The subject-link to what followed (Jesus’ explanation of Sabbath-rest law) was easier for me to see than the seemingly obscure words that preceded his invitation to come to him for rest. Yet by the time we were done thinking about the context, I think I better understood why Jesus didn’t just say “come to me” but also “learn from me”.
The rest and comfort Jesus offers us, is what he himself found in his Father.
The Message paraphrase of the Bible puts it like this: First Jesus prayed, “Thank you, Father, Lord of heaven and earth. You’ve concealed your ways from sophisticates and know-it-alls, but spelled them out clearly to ordinary people. Yes, Father, that’s the way you like to work.” Then, “Jesus resumed talking to the people, but now tenderly. “The Father has given me all these things to do and say. This is a unique Father-Son operation, coming out of Father and Son intimacies and knowledge. No one knows the Son the way the Father does, nor the Father the way the Son does. But I’m not keeping it to myself; I’m ready to go over it line by line with anyone willing to listen” (Matt 11:25-27).
With that introduction, The Message, expresses our Lord’s invitation in Matt 11:28-30 like this, “Are you tired? Worn out? Burned out on religion? Come to me. Get away with me and you’ll recover your life. I’ll show you how to take a real rest.
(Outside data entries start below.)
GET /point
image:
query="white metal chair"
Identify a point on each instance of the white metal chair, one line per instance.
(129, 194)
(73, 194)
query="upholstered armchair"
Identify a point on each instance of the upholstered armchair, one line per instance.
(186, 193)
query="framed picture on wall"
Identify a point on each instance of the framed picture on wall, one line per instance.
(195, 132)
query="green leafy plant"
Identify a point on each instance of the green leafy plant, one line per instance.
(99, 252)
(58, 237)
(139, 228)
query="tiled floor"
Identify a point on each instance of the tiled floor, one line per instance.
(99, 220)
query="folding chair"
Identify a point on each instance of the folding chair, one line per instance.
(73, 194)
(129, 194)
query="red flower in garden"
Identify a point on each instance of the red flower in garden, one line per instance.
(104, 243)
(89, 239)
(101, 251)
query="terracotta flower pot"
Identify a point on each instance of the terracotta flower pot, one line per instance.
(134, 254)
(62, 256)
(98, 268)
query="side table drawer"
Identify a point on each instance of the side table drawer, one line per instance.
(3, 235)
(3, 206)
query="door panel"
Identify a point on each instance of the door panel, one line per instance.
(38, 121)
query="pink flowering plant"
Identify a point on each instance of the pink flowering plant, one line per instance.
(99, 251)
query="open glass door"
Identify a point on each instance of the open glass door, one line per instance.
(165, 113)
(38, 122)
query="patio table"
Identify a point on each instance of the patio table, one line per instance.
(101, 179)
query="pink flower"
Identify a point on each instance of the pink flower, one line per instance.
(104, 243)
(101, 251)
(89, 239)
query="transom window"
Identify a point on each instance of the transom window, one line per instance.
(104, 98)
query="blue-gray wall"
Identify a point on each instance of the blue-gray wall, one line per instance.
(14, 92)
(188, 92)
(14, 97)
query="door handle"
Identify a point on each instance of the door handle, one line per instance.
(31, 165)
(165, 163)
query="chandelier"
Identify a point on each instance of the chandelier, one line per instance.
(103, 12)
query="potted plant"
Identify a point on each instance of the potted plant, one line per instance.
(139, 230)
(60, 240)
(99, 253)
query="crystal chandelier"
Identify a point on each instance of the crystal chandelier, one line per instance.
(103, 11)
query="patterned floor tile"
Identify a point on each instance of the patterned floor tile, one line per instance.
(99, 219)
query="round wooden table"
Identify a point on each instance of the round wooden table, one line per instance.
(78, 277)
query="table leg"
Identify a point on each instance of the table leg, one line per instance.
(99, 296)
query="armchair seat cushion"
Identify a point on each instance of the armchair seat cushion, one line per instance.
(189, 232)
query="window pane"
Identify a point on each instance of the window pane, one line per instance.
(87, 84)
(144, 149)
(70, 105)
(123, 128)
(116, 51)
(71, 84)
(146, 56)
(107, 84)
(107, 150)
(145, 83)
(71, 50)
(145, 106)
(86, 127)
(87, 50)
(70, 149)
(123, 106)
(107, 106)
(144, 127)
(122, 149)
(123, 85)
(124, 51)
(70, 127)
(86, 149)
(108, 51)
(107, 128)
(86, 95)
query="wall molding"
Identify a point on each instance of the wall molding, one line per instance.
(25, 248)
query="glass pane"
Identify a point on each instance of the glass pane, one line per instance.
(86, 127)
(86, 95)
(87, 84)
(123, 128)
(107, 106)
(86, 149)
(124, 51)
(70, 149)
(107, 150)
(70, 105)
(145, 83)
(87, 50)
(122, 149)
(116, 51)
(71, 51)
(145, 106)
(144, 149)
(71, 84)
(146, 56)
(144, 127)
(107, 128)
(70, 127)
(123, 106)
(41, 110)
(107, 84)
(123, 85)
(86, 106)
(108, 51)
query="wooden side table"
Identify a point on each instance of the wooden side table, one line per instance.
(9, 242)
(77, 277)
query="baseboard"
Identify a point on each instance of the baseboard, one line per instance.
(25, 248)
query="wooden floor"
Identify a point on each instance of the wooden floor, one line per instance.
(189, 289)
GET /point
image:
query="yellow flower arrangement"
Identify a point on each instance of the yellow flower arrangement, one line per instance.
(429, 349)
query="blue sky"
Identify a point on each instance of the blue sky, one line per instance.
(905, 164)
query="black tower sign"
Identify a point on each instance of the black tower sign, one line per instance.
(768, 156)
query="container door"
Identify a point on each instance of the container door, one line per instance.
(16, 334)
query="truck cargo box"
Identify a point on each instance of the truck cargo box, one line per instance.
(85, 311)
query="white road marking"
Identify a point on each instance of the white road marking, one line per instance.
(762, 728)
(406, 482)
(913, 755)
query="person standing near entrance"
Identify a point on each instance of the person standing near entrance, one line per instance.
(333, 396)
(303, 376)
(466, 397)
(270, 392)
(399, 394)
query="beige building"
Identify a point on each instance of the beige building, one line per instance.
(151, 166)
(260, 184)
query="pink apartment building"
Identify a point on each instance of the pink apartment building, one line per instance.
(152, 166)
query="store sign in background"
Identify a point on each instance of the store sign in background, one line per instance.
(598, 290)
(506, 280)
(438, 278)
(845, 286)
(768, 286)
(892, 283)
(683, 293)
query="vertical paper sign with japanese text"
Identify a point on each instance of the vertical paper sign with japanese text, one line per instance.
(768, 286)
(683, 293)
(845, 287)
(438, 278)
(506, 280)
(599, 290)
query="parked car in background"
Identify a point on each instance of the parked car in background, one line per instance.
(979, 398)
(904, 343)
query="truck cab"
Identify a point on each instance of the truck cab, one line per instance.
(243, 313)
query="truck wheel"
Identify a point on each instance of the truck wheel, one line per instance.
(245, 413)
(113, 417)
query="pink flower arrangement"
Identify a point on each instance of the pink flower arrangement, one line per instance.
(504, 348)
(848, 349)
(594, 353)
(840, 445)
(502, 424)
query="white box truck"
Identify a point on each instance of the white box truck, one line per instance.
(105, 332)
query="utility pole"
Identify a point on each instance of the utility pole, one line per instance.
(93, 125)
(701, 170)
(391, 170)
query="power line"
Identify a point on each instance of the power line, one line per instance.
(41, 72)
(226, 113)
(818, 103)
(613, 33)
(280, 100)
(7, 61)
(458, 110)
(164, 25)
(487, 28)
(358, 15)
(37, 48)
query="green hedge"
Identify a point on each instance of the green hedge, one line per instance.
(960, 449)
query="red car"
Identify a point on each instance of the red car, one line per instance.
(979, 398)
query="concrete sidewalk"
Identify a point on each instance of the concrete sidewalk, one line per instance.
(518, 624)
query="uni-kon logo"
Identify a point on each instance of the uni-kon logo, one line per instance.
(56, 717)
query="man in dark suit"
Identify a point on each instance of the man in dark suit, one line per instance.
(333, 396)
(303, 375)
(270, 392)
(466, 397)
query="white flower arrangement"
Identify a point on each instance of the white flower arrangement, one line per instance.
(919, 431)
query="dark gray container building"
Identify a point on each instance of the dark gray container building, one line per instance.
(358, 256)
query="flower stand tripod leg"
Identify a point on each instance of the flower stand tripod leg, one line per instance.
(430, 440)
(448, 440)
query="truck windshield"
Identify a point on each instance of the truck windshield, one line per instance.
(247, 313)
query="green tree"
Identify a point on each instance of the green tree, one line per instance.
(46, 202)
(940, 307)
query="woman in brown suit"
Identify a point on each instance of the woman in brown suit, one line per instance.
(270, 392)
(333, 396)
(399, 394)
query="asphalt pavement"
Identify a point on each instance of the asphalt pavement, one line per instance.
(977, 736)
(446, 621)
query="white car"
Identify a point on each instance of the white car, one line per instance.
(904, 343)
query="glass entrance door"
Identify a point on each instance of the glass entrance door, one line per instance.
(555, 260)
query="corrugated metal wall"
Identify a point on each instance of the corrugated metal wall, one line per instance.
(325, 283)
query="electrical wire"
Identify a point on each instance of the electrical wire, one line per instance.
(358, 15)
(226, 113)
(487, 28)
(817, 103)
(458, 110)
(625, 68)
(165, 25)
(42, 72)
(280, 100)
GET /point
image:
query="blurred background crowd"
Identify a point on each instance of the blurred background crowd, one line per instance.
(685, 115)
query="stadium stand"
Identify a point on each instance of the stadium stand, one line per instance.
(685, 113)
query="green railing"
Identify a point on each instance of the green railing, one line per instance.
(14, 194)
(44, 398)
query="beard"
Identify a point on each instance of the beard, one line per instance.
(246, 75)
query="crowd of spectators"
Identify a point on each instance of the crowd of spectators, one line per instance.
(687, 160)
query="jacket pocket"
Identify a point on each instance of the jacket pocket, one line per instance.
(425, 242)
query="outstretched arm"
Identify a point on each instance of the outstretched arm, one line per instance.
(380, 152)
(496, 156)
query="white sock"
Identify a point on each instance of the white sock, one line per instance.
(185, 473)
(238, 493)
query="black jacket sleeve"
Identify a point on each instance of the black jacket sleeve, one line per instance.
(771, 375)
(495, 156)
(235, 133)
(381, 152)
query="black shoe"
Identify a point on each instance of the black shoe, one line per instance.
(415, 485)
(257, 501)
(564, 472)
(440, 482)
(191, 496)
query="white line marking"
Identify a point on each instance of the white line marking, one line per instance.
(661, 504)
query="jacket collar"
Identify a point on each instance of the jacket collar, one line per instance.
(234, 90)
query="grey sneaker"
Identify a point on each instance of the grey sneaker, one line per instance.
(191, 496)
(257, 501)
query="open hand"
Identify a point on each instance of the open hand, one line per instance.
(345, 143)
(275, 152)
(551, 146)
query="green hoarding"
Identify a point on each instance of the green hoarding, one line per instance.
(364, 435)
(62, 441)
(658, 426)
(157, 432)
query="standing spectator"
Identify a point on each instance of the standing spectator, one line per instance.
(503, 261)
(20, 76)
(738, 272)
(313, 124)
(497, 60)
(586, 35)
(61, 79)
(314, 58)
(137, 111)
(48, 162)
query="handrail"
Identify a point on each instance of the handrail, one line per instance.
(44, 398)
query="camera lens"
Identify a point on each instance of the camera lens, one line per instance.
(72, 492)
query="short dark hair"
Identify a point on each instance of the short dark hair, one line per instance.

Walk with me and work with me—watch how I do it. Learn the unforced rhythms of grace. I won’t lay anything heavy or ill-fitting on you. Keep company with me and you’ll learn to live freely and lightly.”
Again, seems clear to me how important it was that he not only said think “come to me” but “learn from me”— what it means to rely on him— as he learned to rely on the faithful presence, strength, and reach of his Father.